Sosialisasi Kesehatan Holistik Digelar di Kelurahan Gerem, Tekankan Pencegahan Penyakit Tidak Menular

Sosialisasi Kesehatan Holistik Digelar di Kelurahan Gerem, Tekankan Pencegahan Penyakit Tidak Menular

CYBER88 | CILEGON – Komunitas Indonesia Sehat (KIS) menggelar kegiatan edukasi dan sosialisasi kesehatan holistik bagi masyarakat di Kelurahan Gerem, Kecamatan Grogol, Kota Cilegon, Jumat (17/4/2026). Kegiatan ini bertujuan meningkatkan kesadaran warga terhadap pentingnya pola hidup sehat, khususnya dalam mencegah penyakit tidak menular.

Acara tersebut dihadiri Plt Lurah Gerem Hikmatul Qismat, Ketua TP PKK Kelurahan Gerem, Kasi PPM, kader Posyandu, serta staf kelurahan. Kehadiran berbagai unsur masyarakat ini menunjukkan dukungan terhadap upaya peningkatan kualitas kesehatan di tingkat lingkungan.

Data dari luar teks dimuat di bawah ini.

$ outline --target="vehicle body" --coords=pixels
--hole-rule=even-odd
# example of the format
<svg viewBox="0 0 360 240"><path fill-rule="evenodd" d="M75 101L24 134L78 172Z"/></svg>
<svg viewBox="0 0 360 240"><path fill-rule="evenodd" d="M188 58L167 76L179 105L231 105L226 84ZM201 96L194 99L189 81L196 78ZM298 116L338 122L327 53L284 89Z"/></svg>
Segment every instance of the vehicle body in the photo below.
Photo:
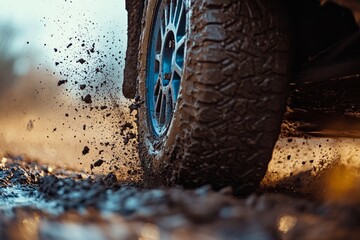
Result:
<svg viewBox="0 0 360 240"><path fill-rule="evenodd" d="M170 11L173 11L171 10L172 6L179 4L179 2L181 2L181 4L185 4L180 0L179 1L171 1L171 0L126 1L126 7L129 13L128 15L129 40L128 40L128 50L126 56L123 93L128 98L136 98L139 95L138 93L140 93L140 95L141 93L143 93L143 96L142 97L140 96L140 99L139 97L137 98L140 105L141 104L146 105L146 102L148 101L146 99L147 98L146 96L148 96L146 95L147 94L146 92L150 91L147 90L149 88L149 85L146 85L146 83L144 83L145 85L142 85L142 82L146 82L147 81L146 79L149 78L148 74L146 73L149 69L148 64L150 60L148 59L151 58L150 52L152 51L151 49L152 49L153 41L155 41L153 40L154 30L151 29L153 28L156 30L157 21L161 22L162 18L164 18L163 15L161 15L162 13L158 13L160 10L157 9L160 8L162 11L162 8L165 9L169 5ZM203 97L201 100L194 102L196 106L198 106L199 104L201 105L201 101L209 101L209 102L213 101L215 98L217 98L216 97L217 91L226 88L226 86L221 86L221 83L218 83L220 84L219 85L220 87L210 86L213 85L215 80L209 80L209 79L212 79L214 76L217 77L217 74L219 72L221 72L219 78L225 79L225 75L227 76L227 72L226 72L227 69L221 69L219 67L217 70L217 67L214 67L216 65L213 65L211 69L206 68L204 70L205 72L204 74L200 73L200 75L202 74L199 77L200 80L196 80L197 78L194 77L196 81L199 81L196 82L196 84L193 84L190 81L190 83L189 82L187 83L187 88L184 89L185 83L181 82L183 92L180 91L179 94L181 95L182 98L180 100L180 102L182 103L181 105L182 108L177 106L176 108L177 110L174 107L171 108L171 111L174 113L175 111L182 111L182 113L179 114L178 116L175 116L174 117L175 120L173 120L172 118L173 113L171 113L171 118L169 120L168 125L166 126L167 128L171 129L170 135L167 134L167 130L164 130L164 132L158 132L158 133L156 133L155 131L153 137L148 137L148 138L142 137L143 135L151 135L151 130L149 131L146 130L147 128L146 126L150 126L148 128L151 128L151 121L153 120L151 119L149 120L149 114L146 113L146 111L148 111L146 110L146 108L151 108L151 105L145 106L142 110L140 110L140 114L139 114L140 152L143 152L141 153L141 157L142 157L143 165L145 165L145 169L147 169L145 172L151 172L148 174L150 176L148 178L148 181L159 182L160 184L168 184L168 185L180 183L182 185L190 186L190 187L206 184L206 183L212 184L215 188L221 188L227 185L231 185L235 188L238 188L237 191L240 193L251 192L256 188L257 184L260 182L261 178L265 174L267 163L271 158L271 151L277 139L280 123L283 116L282 114L284 111L284 106L287 96L286 95L286 89L288 88L287 86L301 85L310 82L320 82L320 81L328 81L328 80L341 81L344 79L349 80L349 79L359 78L360 33L359 33L359 26L356 22L358 12L360 9L359 3L358 1L334 1L337 3L327 2L327 1L325 3L325 1L323 1L322 3L320 3L317 0L296 0L291 2L282 1L282 0L274 0L269 2L256 0L255 3L251 1L241 1L241 0L239 1L202 0L198 2L196 1L185 1L185 2L186 4L189 5L187 11L191 13L190 14L191 16L188 17L189 20L187 20L190 22L189 27L187 27L186 30L188 34L187 35L188 40L184 50L185 57L184 60L182 60L185 62L184 70L182 71L185 72L184 73L185 77L191 79L192 75L196 75L197 72L199 72L199 69L201 70L201 68L196 68L197 65L199 64L201 65L203 63L201 57L199 57L200 60L194 60L195 58L197 59L197 56L191 52L191 50L195 51L199 49L194 47L196 44L202 46L199 50L200 56L207 57L206 61L208 61L207 63L209 63L212 61L212 59L217 59L217 57L222 54L222 51L219 51L220 48L223 47L223 51L225 51L227 47L225 46L227 39L236 36L237 39L240 39L239 40L240 42L241 37L243 36L242 34L245 33L245 30L247 32L250 31L249 39L252 39L252 41L258 41L256 42L256 44L251 42L246 43L247 38L245 36L244 38L245 40L241 43L243 45L241 45L239 48L240 50L236 50L238 51L238 53L240 53L238 54L238 59L236 59L236 56L234 54L226 53L228 58L231 59L235 58L234 60L235 62L233 64L228 64L228 66L234 65L235 66L234 69L236 69L236 71L243 69L242 70L243 75L245 73L247 74L247 76L245 76L244 79L250 76L251 86L248 86L249 84L246 83L246 80L237 83L239 86L244 85L245 90L244 92L240 93L241 95L240 97L236 95L237 99L234 99L233 102L234 104L236 103L234 106L240 106L240 108L241 107L249 108L251 111L255 109L254 110L255 113L252 113L253 116L249 117L249 113L246 112L244 113L245 115L242 116L242 118L248 118L248 117L253 118L253 119L249 119L248 122L244 123L245 125L253 124L253 126L247 126L247 127L241 126L239 128L234 127L233 130L229 130L229 131L240 132L239 135L237 136L233 136L232 133L229 132L223 133L223 135L226 135L227 137L224 138L225 140L221 140L223 142L226 142L226 144L224 143L224 145L222 145L221 147L220 145L222 144L222 142L220 140L218 140L218 142L217 140L210 140L214 143L213 146L210 147L207 146L206 143L204 143L206 142L206 140L204 139L221 138L223 135L218 134L218 132L222 131L221 129L223 128L219 128L220 129L219 130L216 128L215 125L203 124L203 122L206 122L209 119L202 116L199 117L201 118L201 120L199 120L198 122L195 121L196 123L191 123L192 119L197 118L197 116L200 114L199 112L202 112L202 110L204 110L205 112L205 109L202 109L201 107L197 108L197 110L194 110L195 112L190 113L190 115L192 116L189 117L188 116L189 114L184 113L185 110L182 110L182 108L186 108L190 101L189 100L187 102L186 100L187 96L184 95L191 95L193 94L192 91L194 89L199 87L202 88L203 87L203 85L201 85L203 83L202 81L205 81L204 84L205 85L207 84L209 86L205 86L204 92L202 92L202 89L194 90L198 95L201 95L198 98ZM247 11L247 13L245 13L246 17L243 17L242 15L243 12L239 12L240 10L243 11L244 6L247 7L247 9L245 10ZM238 9L234 10L234 8L238 8ZM174 7L174 9L176 10L177 8ZM188 12L186 13L187 14L186 16L189 15ZM161 15L161 17L158 17L159 14ZM176 14L175 14L175 18L176 18ZM242 21L242 18L245 19L244 22ZM200 26L202 26L201 21L203 19L206 22L206 25L204 26L208 26L209 28L212 28L212 33L208 33L206 30L201 30L202 27ZM233 21L236 22L237 25L241 25L241 28L232 27L231 24ZM270 26L270 27L268 26L268 28L266 28L265 26L267 24L266 21L268 21L268 24ZM228 23L229 25L227 25ZM214 27L215 25L216 27ZM146 29L150 29L150 30L146 30ZM225 30L229 32L233 31L234 36L231 36ZM257 30L259 30L259 33L256 32ZM242 32L240 33L240 31ZM200 40L198 40L203 35L207 36L207 38L205 37L202 40L203 43L205 43L205 45L202 45L203 43ZM263 35L263 36L259 37L259 35ZM166 39L173 38L172 35L169 36L170 37L167 37ZM207 44L209 38L210 39L213 38L213 39L210 40L212 42ZM171 45L171 41L166 44ZM176 37L174 41L176 42ZM217 49L216 46L218 45L216 44L220 42L221 42L221 47ZM237 40L233 40L233 42L230 42L229 44L233 44L234 42L237 42ZM249 49L243 49L244 46L249 46ZM263 52L257 51L256 48L262 50L261 49L262 47L268 49L264 50ZM234 45L233 48L236 49L236 46ZM147 49L150 49L151 51L149 50L147 52ZM163 49L166 50L167 48L163 47ZM273 49L275 49L274 53L269 53ZM249 52L248 50L251 53L249 54L249 56L253 57L250 60L247 60L246 58L242 58L242 54L248 54ZM163 54L166 55L167 53L165 52ZM172 54L176 54L176 53L170 53L171 57ZM259 54L259 56L257 54ZM267 59L267 61L263 61L264 59ZM198 61L198 63L194 63L192 62L192 60ZM160 61L161 64L163 64L163 61L165 62L165 60L163 60L162 58L162 60ZM225 60L221 58L219 61L225 61ZM249 72L251 69L248 66L246 66L246 63L249 62L253 64L252 72ZM267 64L269 64L269 66L267 66ZM266 67L268 67L267 70L265 69ZM193 72L191 72L192 70ZM265 71L265 72L264 74L260 74L260 71ZM242 74L240 71L240 73L238 73L236 76L241 76L241 75ZM279 77L281 79L276 80L278 76L281 76ZM181 79L182 78L183 76L181 76ZM284 80L286 80L287 82L286 84ZM229 85L231 84L232 83L230 82ZM191 87L189 85L191 85ZM236 86L235 85L234 88L239 87L238 85ZM156 86L152 86L152 88L156 88ZM271 90L268 90L269 88L271 88ZM223 96L226 96L227 94L230 95L232 94L230 87L226 91L227 93ZM265 95L261 95L262 92L265 92ZM254 106L249 107L249 105L253 104L252 102L246 104L241 103L242 99L247 97L253 98L256 97L257 95L259 95L259 99L262 100L259 100L260 102L258 103L254 103ZM230 100L228 100L228 102L231 102L231 97L229 99ZM257 100L255 99L254 101L256 102ZM234 110L235 109L234 106L229 107L229 109L227 110L230 109ZM225 106L225 108L227 108L227 106ZM206 109L207 114L209 114L210 116L209 118L224 119L224 123L222 124L224 126L226 125L227 127L225 128L227 129L229 128L229 126L236 125L237 121L235 121L234 118L237 118L236 116L238 116L241 113L241 111L238 108L236 108L235 112L237 112L238 115L229 117L227 116L229 114L227 114L225 110L224 111L214 110L212 112L211 109L216 109L216 107ZM263 117L261 113L259 113L261 111L264 111L264 116L266 117ZM219 115L221 115L221 117L217 116L218 113ZM188 119L186 120L188 124L185 125L182 124L184 122L183 117L185 119L186 117L188 117ZM264 120L264 118L266 119ZM145 119L143 123L142 123L142 119ZM187 129L188 125L194 125L194 124L195 125L197 124L196 127L189 127L189 129ZM142 127L145 126L144 131L141 130L141 126ZM213 126L214 129L216 128L216 130L212 130L211 126ZM185 130L183 130L184 128ZM254 133L256 132L255 130L249 130L252 128L258 128L263 130ZM176 129L176 131L174 130L176 133L171 133L172 129ZM191 137L187 137L186 132L191 132ZM211 132L211 133L205 134L204 137L202 136L202 133L199 132ZM164 136L162 136L163 133ZM202 141L201 143L197 142L198 136L194 137L194 135L196 134L198 134L199 136L201 135L200 138L203 138L203 140L201 140ZM256 134L257 136L255 136ZM242 141L238 141L237 139L242 139ZM178 148L182 148L181 146L179 146L179 144L180 145L185 144L186 148L188 149L197 147L198 149L201 149L199 151L206 153L205 155L211 155L210 152L212 149L215 153L218 154L215 157L209 156L208 158L207 156L203 156L202 153L197 153L198 155L188 154L189 152L187 150L182 151L178 149ZM161 147L159 148L160 150L155 149L157 145L161 145ZM240 156L242 154L241 147L233 151L231 149L228 149L229 145L245 146L244 148L246 148L247 150L244 150L244 152L246 152L247 156L245 157L246 154L244 154L243 157ZM260 147L255 148L254 146L260 146ZM224 151L223 154L220 154L220 152L222 153L222 149L228 149L228 150ZM154 155L159 154L159 151L160 152L164 151L166 153L160 153L160 155L161 154L163 155L161 159L150 160L150 163L148 163L147 158L149 159L153 158L153 157L149 157L150 155L152 155L151 153L152 151L153 152L158 151ZM252 154L255 153L256 151L261 152L261 154L259 156L256 156L256 154ZM181 152L180 155L179 152ZM181 161L174 160L174 158L179 158L179 157L182 158L183 155L191 155L189 159L193 159L194 156L198 156L198 158L201 160L194 162L192 162L192 160L189 159L181 160ZM234 157L234 155L236 156ZM184 159L185 158L186 157L184 157ZM229 160L229 163L227 163L227 159L229 158L240 159L240 160ZM242 159L247 159L247 160L242 160ZM253 162L254 164L253 166L251 166L252 163L249 162L250 160ZM202 166L203 163L204 165ZM161 165L161 167L157 168L156 167L157 165ZM241 166L237 166L237 165L241 165ZM174 170L174 168L176 168L177 170ZM191 168L195 170L194 171L182 170L186 168ZM214 169L214 170L202 170L203 168ZM239 170L239 169L245 169L245 170ZM183 174L182 172L185 173ZM233 177L237 174L237 172L239 172L239 175L241 176ZM157 175L166 176L164 177L165 181L163 180L157 181L158 178L162 178ZM241 182L245 182L245 183L241 183ZM248 182L249 184L247 184L246 182ZM242 186L238 187L239 185Z"/></svg>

Dalam sambutannya, Hikmatul Qismat mengapresiasi kegiatan sosialisasi yang dinilai sangat bermanfaat bagi masyarakat. Ia mengajak warga untuk mengikuti kegiatan dengan serius serta menerapkan ilmu yang diperoleh dalam kehidupan sehari-hari. Menurutnya, kesehatan bukan hanya tanggung jawab individu, tetapi juga menjadi kepentingan bersama agar lingkungan tetap produktif dan sejahtera.

Kegiatan ini merupakan bagian dari upaya mendorong perubahan perilaku masyarakat menuju pola hidup sehat. Berdasarkan data Riset Kesehatan Dasar (Riskesdas) 2018, tiga penyakit dengan tingkat kematian tertinggi di Indonesia adalah hipertensi (34,1 persen), stroke (10,9 persen), dan diabetes melitus (8,5 persen). Data tersebut menjadi dasar pentingnya edukasi kesehatan secara menyeluruh.

Koordinator Lapangan KIS, Wahyu Utomo, menjelaskan bahwa kegiatan ini difokuskan pada pencegahan penyakit degeneratif melalui edukasi langsung kepada masyarakat. “Kami ingin membantu pemerintah dalam meningkatkan kesadaran masyarakat agar rutin melakukan pemeriksaan kesehatan dan menerapkan pola hidup sehat,” ujarnya.

Dalam sosialisasi tersebut, peserta diberikan pemahaman mengenai konsep kesehatan holistik, yaitu pendekatan yang mencakup keseimbangan fisik, mental, emosional, sosial, dan spiritual. Selain itu, masyarakat juga dikenalkan dengan Gerakan Masyarakat Hidup Sehat (GERMAS) serta pemanfaatan tanaman herbal yang memiliki kandungan antioksidan.

Kegiatan dilaksanakan secara interaktif dengan melibatkan perangkat kelurahan, kader posyandu, PKK, serta perwakilan RT. Panitia juga memberikan dukungan berupa souvenir kepada peserta sebagai bentuk apresiasi atas partisipasi mereka.

Wahyu menambahkan, kegiatan ini merupakan pertama kalinya dilaksanakan KIS di Kota Cilegon, dengan target empat kelurahan di Kecamatan Grogol dalam satu hari. Sebelumnya, KIS telah menjalankan program serupa di sejumlah wilayah di Kota Serang.

Melalui kegiatan ini, KIS berharap masyarakat dapat lebih peduli terhadap kesehatan diri dan lingkungan, serta mampu menerapkan pola hidup sehat secara mandiri. Sosialisasi ini menjadi langkah konkret dalam mendorong peningkatan kualitas kesehatan masyarakat, khususnya dalam pencegahan penyakit tidak menular di Kota Cilegon.